Außerdem werden bei Buber und Rosenzweig in Vers 3, die Menschen von Gott bis hin zur "Ferne" gerichtet, bei Luther hingegen "in fernen Landen". Diese Bezeichnung zeigt mehr Nähe und Detail auf, als die von Buber und Rosenzweig. Etwas Fernes scheint ganz weit weg zu sein und ist den Menschen schwer zu greifen, Buber hat fast schon abstrakt formuliert. Ein fernes Land hingegen befindet sich irgendwo auf unserer Erde, auch wenn man nicht genau weiß, an welchem "Fleck der Erde" nach dem Land zu suchen ist. Weiterhin differenzieren sich in Vers 4 die Wörter "Rebstock" und "Weinstock", welche aber von ihrer Bedeutung her gleich sind, sie meinen eine bestimmte Gattung der Weingewächse, welche zunehmend in wärmeren Gefilden, zum Beispiel im Norden, vorkommen.6 Jedoch fällt in diesem Zusammenhang bei Buber und Rosenzweig das Wort "Sitzen" und bei Luther "wohnen". Diese beiden Wörter unterscheiden sich von ihrer Bedeutung her immens.

Überträgt man das Wort "sitzen" in den menschlichen Alltag, kann das Wort in Verbindung mit "Ruhe" gebracht werden.
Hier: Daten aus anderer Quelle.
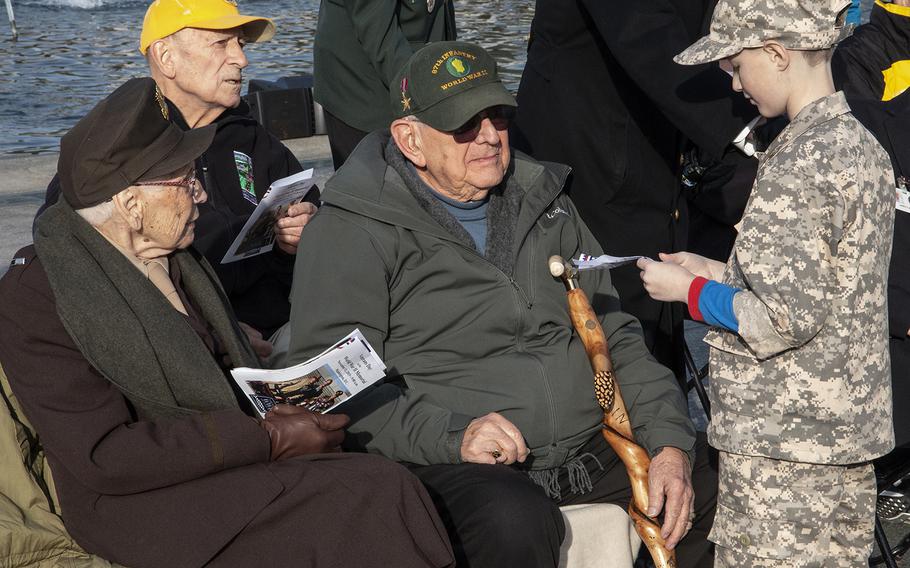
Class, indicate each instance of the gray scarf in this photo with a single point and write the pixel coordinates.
(502, 212)
(128, 331)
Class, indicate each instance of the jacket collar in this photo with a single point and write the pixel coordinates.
(813, 114)
(354, 188)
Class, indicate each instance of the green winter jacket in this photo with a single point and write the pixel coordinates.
(361, 44)
(460, 337)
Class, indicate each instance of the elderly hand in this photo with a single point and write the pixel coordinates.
(665, 281)
(492, 435)
(670, 490)
(696, 264)
(288, 228)
(296, 431)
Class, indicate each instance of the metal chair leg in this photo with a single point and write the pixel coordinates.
(884, 547)
(695, 381)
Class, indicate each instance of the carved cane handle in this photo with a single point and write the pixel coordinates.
(617, 429)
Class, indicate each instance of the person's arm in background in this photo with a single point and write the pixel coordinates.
(644, 37)
(378, 30)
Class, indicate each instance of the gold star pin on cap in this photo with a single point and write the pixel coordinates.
(161, 104)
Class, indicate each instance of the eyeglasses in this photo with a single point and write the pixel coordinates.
(190, 184)
(501, 116)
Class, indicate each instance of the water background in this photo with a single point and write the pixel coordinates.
(71, 53)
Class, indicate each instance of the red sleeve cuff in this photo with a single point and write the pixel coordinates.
(694, 292)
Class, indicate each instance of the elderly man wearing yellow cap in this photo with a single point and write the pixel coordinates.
(195, 53)
(113, 337)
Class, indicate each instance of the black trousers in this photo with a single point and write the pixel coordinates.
(497, 517)
(343, 138)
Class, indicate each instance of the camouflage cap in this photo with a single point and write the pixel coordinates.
(446, 83)
(741, 24)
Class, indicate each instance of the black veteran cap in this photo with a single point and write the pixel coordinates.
(445, 83)
(127, 137)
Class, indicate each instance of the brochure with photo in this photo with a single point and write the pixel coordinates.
(258, 235)
(320, 384)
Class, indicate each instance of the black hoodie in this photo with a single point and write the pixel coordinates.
(258, 287)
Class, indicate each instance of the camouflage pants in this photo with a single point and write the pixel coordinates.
(778, 513)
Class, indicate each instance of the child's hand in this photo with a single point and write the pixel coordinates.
(665, 281)
(697, 265)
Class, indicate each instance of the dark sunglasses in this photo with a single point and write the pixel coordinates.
(501, 116)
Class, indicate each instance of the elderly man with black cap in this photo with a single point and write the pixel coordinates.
(113, 335)
(437, 237)
(195, 52)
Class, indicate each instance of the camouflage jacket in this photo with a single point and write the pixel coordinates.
(807, 378)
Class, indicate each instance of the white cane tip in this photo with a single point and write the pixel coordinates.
(557, 265)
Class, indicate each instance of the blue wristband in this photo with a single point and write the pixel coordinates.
(716, 305)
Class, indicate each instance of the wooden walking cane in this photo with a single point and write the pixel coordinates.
(616, 427)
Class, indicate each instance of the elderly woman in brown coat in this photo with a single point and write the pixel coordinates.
(113, 334)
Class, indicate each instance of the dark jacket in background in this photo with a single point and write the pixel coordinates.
(861, 61)
(601, 93)
(361, 44)
(857, 64)
(257, 287)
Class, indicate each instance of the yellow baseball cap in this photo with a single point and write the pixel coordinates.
(165, 17)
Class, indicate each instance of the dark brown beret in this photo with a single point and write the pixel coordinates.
(125, 138)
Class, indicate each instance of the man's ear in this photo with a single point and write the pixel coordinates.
(407, 137)
(161, 55)
(779, 55)
(130, 206)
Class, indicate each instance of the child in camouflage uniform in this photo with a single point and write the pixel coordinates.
(800, 375)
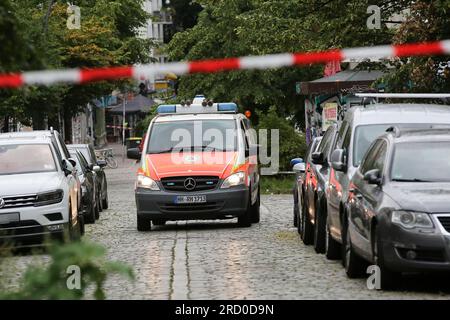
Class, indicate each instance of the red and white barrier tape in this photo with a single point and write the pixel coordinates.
(118, 127)
(79, 76)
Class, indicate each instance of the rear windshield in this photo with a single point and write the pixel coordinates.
(26, 158)
(366, 134)
(421, 162)
(195, 135)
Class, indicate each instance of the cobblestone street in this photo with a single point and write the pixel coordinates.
(218, 260)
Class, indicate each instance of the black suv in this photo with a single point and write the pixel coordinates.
(398, 208)
(360, 127)
(314, 215)
(102, 186)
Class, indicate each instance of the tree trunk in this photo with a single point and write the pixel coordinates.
(67, 134)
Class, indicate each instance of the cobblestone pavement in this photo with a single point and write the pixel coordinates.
(218, 260)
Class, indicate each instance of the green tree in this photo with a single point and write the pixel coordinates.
(291, 143)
Die Menschen sitzen am Tisch zum gemeinsamen Essen, ruhen sich nach der Arbeit oder kommen im Allgemeinen zur Ruhe. Allerdings sitzen die Menschen nicht ihr ganzes Leben auf einem Stuhl, Sofa oder gar auf dem Boden. Was dagegen einen längeren Zustand beschreibt, ist das Wort "wohnen". Wenn ein Mensch irgendwo wohnt, dann tut er dies meist für einen längeren Zeitraum, häufig sogar bis ans Ende des Lebens, dies ist vor allem abhängig davon, ob es dem Menschen in seinem Heim gut geht und er sich dort wohl fühlt.

In dem fünften und letzten Vers des Textauszugs von Micha heißt es bei Buber und Rosenzweig "Weltzeit und Ewigkeit" und bei Luther "immer und ewiglich". Dies ist eine Doppelung, auch genannt Parallelismus.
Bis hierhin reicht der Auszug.